Les deux propositions de résolution que nous examinons aujourd'hui sont tout à fait complémentaires et l'on ne peut que se féliciter de cette synchronisation des travaux de la commission et de la délégation qui permettra de porter ces textes sur les fonds baptismaux de la séance publique le 19 novembre. L'onction du vote donnera toute sa solennité à la démarche qui pourra constituer un appui appréciable pour le Gouvernement dans les négociations à Bruxelles.
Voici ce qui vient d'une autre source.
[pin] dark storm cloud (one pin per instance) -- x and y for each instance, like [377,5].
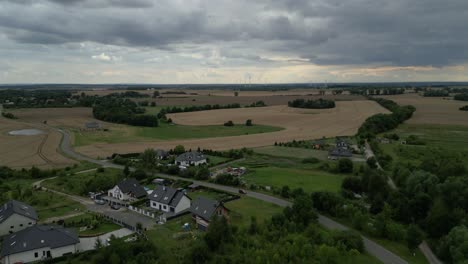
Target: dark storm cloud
[398,32]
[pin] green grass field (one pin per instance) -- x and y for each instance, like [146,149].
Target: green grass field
[104,226]
[287,152]
[241,210]
[165,131]
[453,139]
[307,179]
[78,183]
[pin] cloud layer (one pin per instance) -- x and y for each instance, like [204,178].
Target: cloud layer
[223,34]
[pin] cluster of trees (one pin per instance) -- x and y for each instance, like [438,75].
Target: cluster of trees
[461,97]
[8,115]
[436,93]
[312,104]
[122,111]
[380,123]
[292,236]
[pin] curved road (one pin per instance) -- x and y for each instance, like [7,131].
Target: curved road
[372,248]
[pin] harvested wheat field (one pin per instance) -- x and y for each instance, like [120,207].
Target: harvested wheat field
[299,124]
[24,151]
[433,110]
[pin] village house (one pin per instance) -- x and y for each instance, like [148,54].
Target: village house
[203,210]
[38,243]
[92,125]
[168,199]
[192,158]
[128,190]
[16,216]
[161,154]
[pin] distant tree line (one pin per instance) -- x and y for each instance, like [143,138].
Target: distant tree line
[436,93]
[461,97]
[380,123]
[312,104]
[123,111]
Les instances européennes sont en effet attentives, nous l'avons vérifié pour la pêche, à l'expression de la représentation nationale ! Cet appui sera d'autant plus précieux dans un contexte budgétaire tendu, la présidence chypriote de l'Union entendant proposer 50 milliards de coupes budgétaires.

J'en viens au contenu de notre proposition de résolution. Le 20 juin dernier, la Commission européenne publiait une communication intitulée « Les régions ultrapériphériques de l'Union européenne : vers un partenariat pour une croissance intelligente, durable et inclusive », exposant la stratégie de l'Union européenne à l'égard des régions ultrapériphériques (RUP). Cette communication intervenait bien tardivement dans le processus des négociations puisque les propositions de la Commission sur le cadre financier pluriannuel avaient été publiées dès juin 2011 et celles sur le paquet réglementaire en octobre 2011.

Je vous dirai d'emblée que l'accueil réservé à cette communication par les RUP elles-mêmes, qu'il s'agisse des RUP françaises mais également des RUP espagnole (Canaries) et portugaises (Açores, Madère), a été extrêmement mitigé. Cela fut exprimé très clairement au Forum des régions ultrapériphériques, tenu à Bruxelles début juillet, et réitéré à la Conférence des présidents des RUP, aux Açores, en septembre. Le point de vue des deux députés européens que nous avons auditionnés le 11 octobre, MM. Younous Omarjee et Patrice Tirolien, avait la même tonalité.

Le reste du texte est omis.